- It is not even enough for us to be convinced of the gospel; we must act and think so that we are converted by it.
He shares that when we die and we all enter God's presence during the final judgement, we will be judge based on what we did with the knowledge we were given. Our judgement will not be a list of good and bad things we did but more of a review of who we became through the adversities of life.
- The Final Judgment is not just an evaluation of a sum total of good and evil acts—what we have done. It is an acknowledgment of the final effect of our acts and thoughts—what we have become.
The plan of salvation leads us to what our Heavenly Father wants us to become. Our focus should be on how we are becoming more like our Father in Heaven through our earthly experiences.
- The commandments, ordinances, and covenants of the gospel are not a list of deposits required to be made in some heavenly account. The gospel of Jesus Christ is a plan that shows us how to become what our Heavenly Father desires us to become.
- The gospel of Jesus Christ is the plan by which we can become what children of God are supposed to become.
President Oaks shares that our family relationships will have more effect on who we become spiritually than any calling, service, or event that we have in our lives. The day to day family trials, teach us more about becoming like our Heavenly Father than any other venue we could find ourselves in. It is no wonder that we are being encouraged today to make our homes a place where the spirit can be felt.
- Now is the time for each of us to work toward our personal conversion, toward becoming what our Heavenly Father desires us to become. As we do so, we should remember that our family relationships—even more than our Church callings—are the setting in which the most important part of that development can occur. The conversion we must achieve requires us to be a good husband and father or a good wife and mother. Being a successful Church leader is not enough. Exaltation is an eternal family experience, and it is our mortal family experiences that are best suited to prepare us for it.
- I hope the importance of conversion and becoming will cause our local leaders to reduce their concentration on statistical measures of actions and to focus more on what our brothers and sisters are and what they are striving to become.
A list of challenges in life is given that could cause us much pain, concern, and heartache. President Oaks says that these experiences cause us to learn what God wants and needs us to become.
- Most of us experience some measure of what the scriptures call “the furnace of affliction.” Some are submerged in service to a disadvantaged family member. Others suffer the death of a loved one or the loss or postponement of a righteous goal like marriage or childbearing. Still others struggle with personal impairments or with feelings of rejection, inadequacy, or depression. Through the justice and mercy of a loving Father in Heaven, the refinement and sanctification possible through such experiences can help us achieve what God desires us to become.
It is not enough for each of us to do the right things. It is vital that we learn how to do the right things for the right reasons. This requires a deeper understanding of the Father's purpose for us.
- We are challenged to move through a process of conversion toward that status and condition called eternal life. This is achieved not just by doing what is right, but by doing it for the right reason—for the pure love of Christ.

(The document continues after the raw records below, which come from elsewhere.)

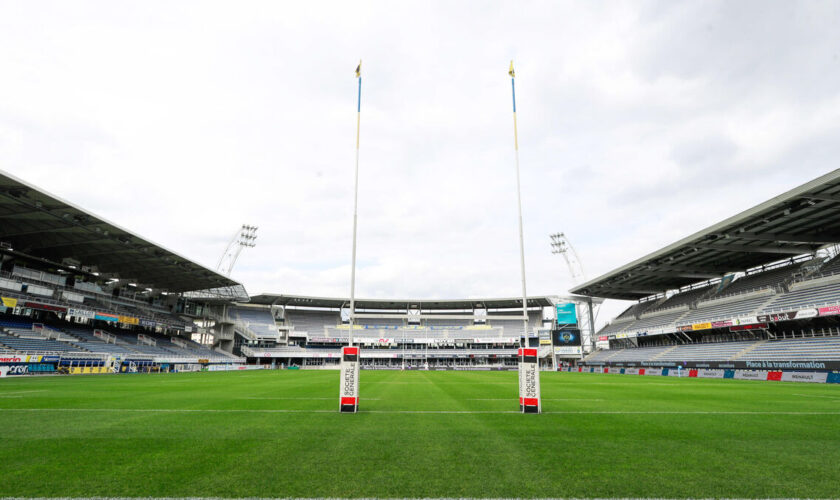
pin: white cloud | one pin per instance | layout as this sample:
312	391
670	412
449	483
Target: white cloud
639	123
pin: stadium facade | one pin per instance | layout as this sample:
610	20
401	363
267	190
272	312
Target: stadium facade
757	291
83	295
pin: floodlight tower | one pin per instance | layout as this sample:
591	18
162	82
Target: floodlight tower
560	245
245	236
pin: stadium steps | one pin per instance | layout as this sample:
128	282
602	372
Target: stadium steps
747	349
666	351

President Oaks speaks about the parable fo the laborer. Some people labored all day long, while some labored just a few hours, but in the end, all were paid the same amount agreed upon. He shares that God's process of making us something takes some people longer than others and we should never be discouraged or saddened by someone receiving the same blessings we receive even if those lessons are learned very late in life. He encourages us to never give up, never stop striving, and we will become more and more like our Father in Heaven day by day.
- Instead of being judgmental about others, we should be concerned about ourselves. We must not give up hope. We must not stop striving. We are children of God, and it is possible for us to become what our Heavenly Father would have us become.

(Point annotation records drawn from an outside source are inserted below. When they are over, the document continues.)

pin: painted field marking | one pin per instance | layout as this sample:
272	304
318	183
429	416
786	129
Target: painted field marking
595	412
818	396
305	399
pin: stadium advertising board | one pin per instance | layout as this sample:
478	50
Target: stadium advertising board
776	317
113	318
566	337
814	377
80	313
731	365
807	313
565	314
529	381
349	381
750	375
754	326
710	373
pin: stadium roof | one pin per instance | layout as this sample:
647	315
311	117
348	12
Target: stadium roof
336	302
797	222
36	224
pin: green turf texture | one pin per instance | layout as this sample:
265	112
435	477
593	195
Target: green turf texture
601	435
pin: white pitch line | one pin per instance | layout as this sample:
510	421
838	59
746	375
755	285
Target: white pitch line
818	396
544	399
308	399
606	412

There are two ways that we can know we are on the right path leading us to become more like our Heavenly Father. President Oaks shares:
- If we are losing our desire to do evil, we are progressing toward our heavenly goal.
- I understand this to mean that persons who are proceeding toward the needed conversion are beginning to see things as our Heavenly Father and His Son, Jesus Christ, see them. They are hearing His voice instead of the voice of the world, and they are doing things in His way instead of by the ways of the world.
What a great reminder that we need to worry about ourselves and not worry about others process of conversion. Our Father in Heaven is mindful of each of His children both in and out of the church. He is working with those inside and outside the church to become more than they currently are. He is preparing those that need the gospel and He is preparing those that have the gospel to help those that don't. We are naive to think that we are the only ones that our Father in Heaven is concerned with and we should never be discouraged that others took a different path to finding our Father than we took. The gospel plan helps us to become what God wants us to become. People inside and outside the church are progressing towards that goal of what our Father wants them to become.